La delegación de la ciudad de Corinto con su arconte a la cabeza pasó a la pista para felicitar a Tele. Éste, en el centro de la arena, con las manos en alto, recibía las aclamaciones del público. Cuando los representantes aparecieron fueron objeto de nuevos vítores de «¡Arriba Corinto, arriba Corinto!» y nadie podía explicarse de dónde habían salido tantos lazos con el color heráldico de la ciudad. Los helanódices se pusieron en pie para sumarse a los saludos.
La CCIV Olimpiada empezaba bien para Corinto. Ninguno de los representantes había esperado llevarse el premio de lucha infantil. Sus esperanzas estaban puestas en las carreras y en el pentathlón, especialmente en esta prueba, pues contaban con un buen corredor, un excelente discóbolo y un habilísimo lanzador de jabalina. Por muy mal que fueran las cosas, aunque perdieran las restantes pruebas, Corinto ya se consideraba honrada con el triunfo de Tele.
Benasur cogió de la mano a Clío para abandonar el graderío de madera, improvisado al lado del Olivo sagrado de Hércules. Por una tradición de carácter religioso las luchas se celebraban en el recinto sagrado y no en el estadio o en cualquiera de los dos gimnasios. Todos los accidentes del terreno e incluso los árboles estaban llenos de espectadores. Pero en cuanto los heraldos hicieron la proclamación oficial del triunfo de Tele el gentío se desbandó y muchas personas se dirigieron a la explanada del Pelopeon, donde se haría la proclamación de los vencedores en los certámenes escénico y musical.
- ¿Te gustaron las luchas? -preguntó Benasur a Clío.
- Sí. No me gustó que ganara Tele.
Los delegados de Corinto y Tele se quedaron con un grupo de curiosos. Ellos iban a comenzar el turno de las ofrendas ante los altares de los dioses mayores del Altis, comenzando por el de Zeus Olímpico. La mayoría del publico se dirigió hacia el templo de Pélope.
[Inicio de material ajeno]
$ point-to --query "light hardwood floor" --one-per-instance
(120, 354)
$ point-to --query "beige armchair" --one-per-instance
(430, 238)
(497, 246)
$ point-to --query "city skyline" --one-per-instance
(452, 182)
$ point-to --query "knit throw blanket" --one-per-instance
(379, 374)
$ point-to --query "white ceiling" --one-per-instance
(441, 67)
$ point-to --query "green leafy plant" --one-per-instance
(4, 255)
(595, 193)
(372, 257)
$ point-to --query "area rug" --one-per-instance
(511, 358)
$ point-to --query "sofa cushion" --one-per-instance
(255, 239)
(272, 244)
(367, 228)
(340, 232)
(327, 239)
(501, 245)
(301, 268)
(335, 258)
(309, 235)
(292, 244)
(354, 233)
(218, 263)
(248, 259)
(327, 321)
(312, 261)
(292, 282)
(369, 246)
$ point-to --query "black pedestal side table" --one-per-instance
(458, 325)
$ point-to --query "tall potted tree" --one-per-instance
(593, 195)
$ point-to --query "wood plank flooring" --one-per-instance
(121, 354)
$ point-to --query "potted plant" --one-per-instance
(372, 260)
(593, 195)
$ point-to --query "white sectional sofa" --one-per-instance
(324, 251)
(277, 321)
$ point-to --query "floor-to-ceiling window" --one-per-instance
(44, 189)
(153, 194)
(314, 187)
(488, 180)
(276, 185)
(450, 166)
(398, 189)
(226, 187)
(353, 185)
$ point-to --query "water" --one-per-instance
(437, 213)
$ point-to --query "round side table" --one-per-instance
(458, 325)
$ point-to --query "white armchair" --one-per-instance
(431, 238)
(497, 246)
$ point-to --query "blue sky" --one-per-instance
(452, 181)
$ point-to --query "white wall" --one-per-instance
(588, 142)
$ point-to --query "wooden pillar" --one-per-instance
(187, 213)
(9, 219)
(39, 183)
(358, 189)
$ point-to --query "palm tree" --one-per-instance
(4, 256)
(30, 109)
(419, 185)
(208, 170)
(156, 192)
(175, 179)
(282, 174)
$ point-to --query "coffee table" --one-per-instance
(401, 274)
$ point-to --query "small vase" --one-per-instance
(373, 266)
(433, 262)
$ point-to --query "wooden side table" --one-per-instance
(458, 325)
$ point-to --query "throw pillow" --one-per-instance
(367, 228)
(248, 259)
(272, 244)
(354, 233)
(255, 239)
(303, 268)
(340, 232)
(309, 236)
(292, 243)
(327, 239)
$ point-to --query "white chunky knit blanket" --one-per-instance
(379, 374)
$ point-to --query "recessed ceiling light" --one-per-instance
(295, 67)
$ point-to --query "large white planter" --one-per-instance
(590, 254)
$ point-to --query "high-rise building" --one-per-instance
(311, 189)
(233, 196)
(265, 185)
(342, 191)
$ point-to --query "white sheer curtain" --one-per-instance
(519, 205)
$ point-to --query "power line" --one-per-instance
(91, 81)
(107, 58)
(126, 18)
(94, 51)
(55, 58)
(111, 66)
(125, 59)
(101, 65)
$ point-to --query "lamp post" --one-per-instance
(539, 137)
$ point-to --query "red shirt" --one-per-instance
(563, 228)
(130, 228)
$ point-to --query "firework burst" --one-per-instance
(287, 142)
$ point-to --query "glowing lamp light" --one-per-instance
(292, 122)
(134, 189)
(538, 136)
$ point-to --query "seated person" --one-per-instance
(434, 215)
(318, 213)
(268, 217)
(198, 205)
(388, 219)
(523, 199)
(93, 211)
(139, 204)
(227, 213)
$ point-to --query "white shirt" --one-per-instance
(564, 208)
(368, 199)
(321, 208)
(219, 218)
Cuando Benasur y Clío llegaron a este lugar les fue difícil abrirse paso. Y no había un guardia cerca para pedirle ayuda. Un helanódice desde el estilóbato del templo leía la lista de los triunfadores que habían muerto en los últimos cuatro años, es decir, desde la última olimpiada. Pues cada olimpiada tenía su promoción de triunfadores y su promoción de difuntos. La lista no era larga, pero el ceremonial luctuoso no carecía de cierto ritual.
Los heraldos alzaban la trompeta y daban tres toques. Después el helanódice con una clámide de luto sobre los hombros leía solemne:
- ¡Cresto Poligetes, hijo de Poligetes y Missya, de Alejandría!
Un silencio. En seguida otro de los helanódices leía los triunfos del difunto, así como el número ordinal de las olimpiadas en que había participado.
Luego un sacerdote se acercaba al ara de Pélope, que se levantaba en medio de la explanada, y hacía la ofrenda, que era distinta para cada clase de atleta: coronas de olivo, de encino, de laurel; y cuando se trataba de olimpiónico de las artes, incienso.
Después de rendir el póstumo homenaje a los héroes de Olimpia, los helanódices se quitaron la clámide de luto y se dispusieron a proclamar los nombres de los ganadores en teatro y en música. Los pónticos y armenios estaban en mayoría, o por lo menos el público se pronunciaba ya en un principio a favor de Dido. Y cuando el nombre de Dido fue proclamado como el mejor histrión de la CCIV Olimpiada, volvieron a repetirse las manifestaciones de entusiasmo y de júbilo. La banda de trompetas que salió triunfante fue la de Éfeso.
Este de las trompetas era el certamen de menor interés de toda la Olimpiada.